In the second part, “Conditions of Legibility,” Starosta considers broad cultural imaginaries like modernism, capitalism, and other –isms as shaping the reading of East European literature. The sedimented reading habits and interpretations from previous readers indeed destabilize meaning, text, and context, but they also open up new reading techniques: the figural (reading novels of marginal countries through their literariness), the context irony, the authorship theory, and the fixed boundaries. We learn that Joseph Conrad was aware of cultural hierarchies and cultural particularities operating in the act of reading. While accent betrays foreignness, the written word is again unstable, thus rhetorical registers of imperialism and pre-modernity help stabilize intelligible frames in Conrad’s work. If not read for its literariness, a novel should be read through a cultural or historical frame rather than a national, civilizational, contextual, or ideological one. An ironic textuality with the narrator intervening in the prose also reduces the separateness of Western Europe from its Eastern regions and Russia.
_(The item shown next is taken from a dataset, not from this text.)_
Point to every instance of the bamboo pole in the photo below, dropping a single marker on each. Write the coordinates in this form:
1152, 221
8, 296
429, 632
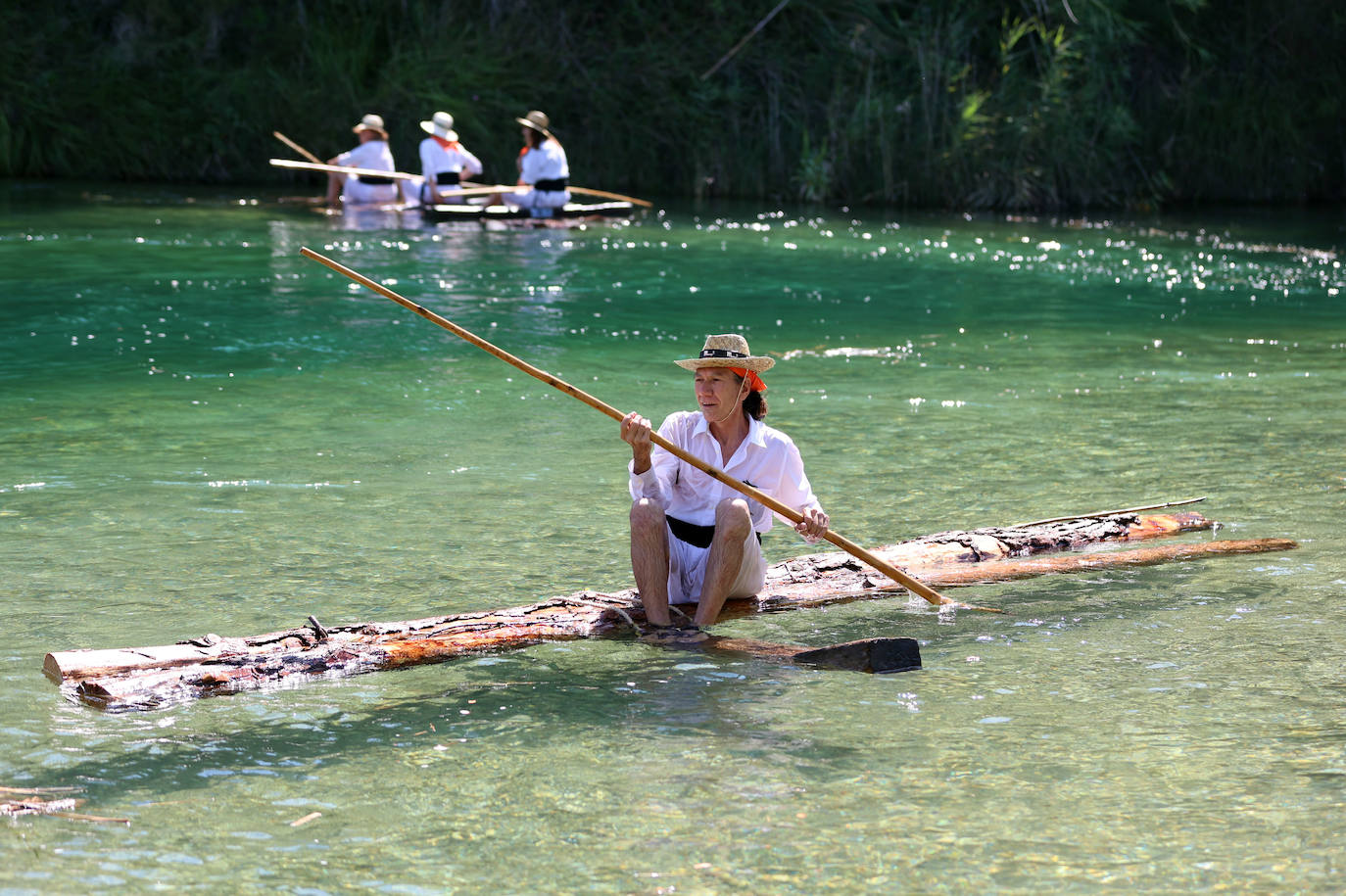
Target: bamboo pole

Witold Gombrowics’s theory of “form” that appears in his novel Ferdydurke (1937) renders marginal cultures intelligible in the West. Through a direct relation between art and the broader social realm, reading appears like life itself, with each reader trusting that someone else has already examined the greatness of a writer, and here Starosta is brilliant in stating that we constantly delegate the reading experience. Unfortunately, this makes the gap between West and East European literatures shrink once more. Another strategy is to avow one’s individuality and independence, and one’s human right to assert oneself against abstractions and monuments. Yet, having in the background Europe, and in particular Paris, which is still central to how peripheral cultures define themselves, East European literature seems to hint at inferiority and belatedness.
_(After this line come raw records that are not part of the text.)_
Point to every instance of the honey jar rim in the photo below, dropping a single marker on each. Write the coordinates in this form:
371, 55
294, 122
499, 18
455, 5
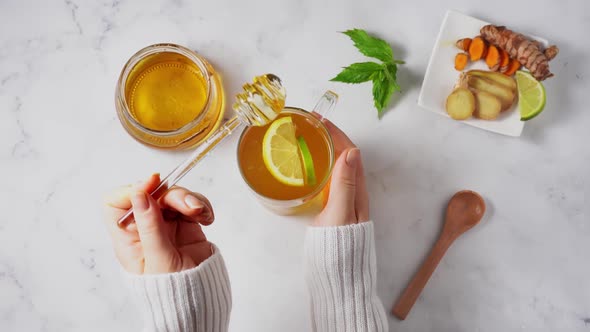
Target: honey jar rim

In the last chapter, the comparison of two dictionaries, one by a French philologist, Barbara Cassin, and the other by Polish theologian Józef Tischner, reveals Poland’s equal claim to giving European philosophy and knowledge its very foundations. In her multilingual work, which has been translated into English, Cassin attempts a repositioning of her country as a great power, but, unwittingly, her assumption of equality between West and East in respect to knowledge and intelligence has only deepened the divide within Europe. Another difficult translation is Józef Tischer’s Historia, read on the background of the Góral community and its geographical, linguistic, and even existential claims within Poland. For Westerners and the unaccustomed Poles, his work is untranslatable and unreadable.
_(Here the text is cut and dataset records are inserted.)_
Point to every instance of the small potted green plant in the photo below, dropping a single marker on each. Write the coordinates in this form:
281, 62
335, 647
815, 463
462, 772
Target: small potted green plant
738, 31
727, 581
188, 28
There emerges from this well-documented discussion of book reading strategies a timely analysis of the political and academic stakes involved in the writing and reading of literature within and across Europe. For the literary historians of book reception, intellectual historians, and theorists, this book is a stimulus to future research on the fascinating place of Europe in the East European intellectual imaginary. The Polish writers reflecting on Europe fit into a general twentieth-century phenomenon happening in the Eastern region as a whole. Yet, we may wonder at the perseverance of Polish intellectuals in seeking to understand Europe or to come to grip with the European component of their identity when they have already been fully entrenched in European thought and religious society abroad and at home, which, it seems, they never left.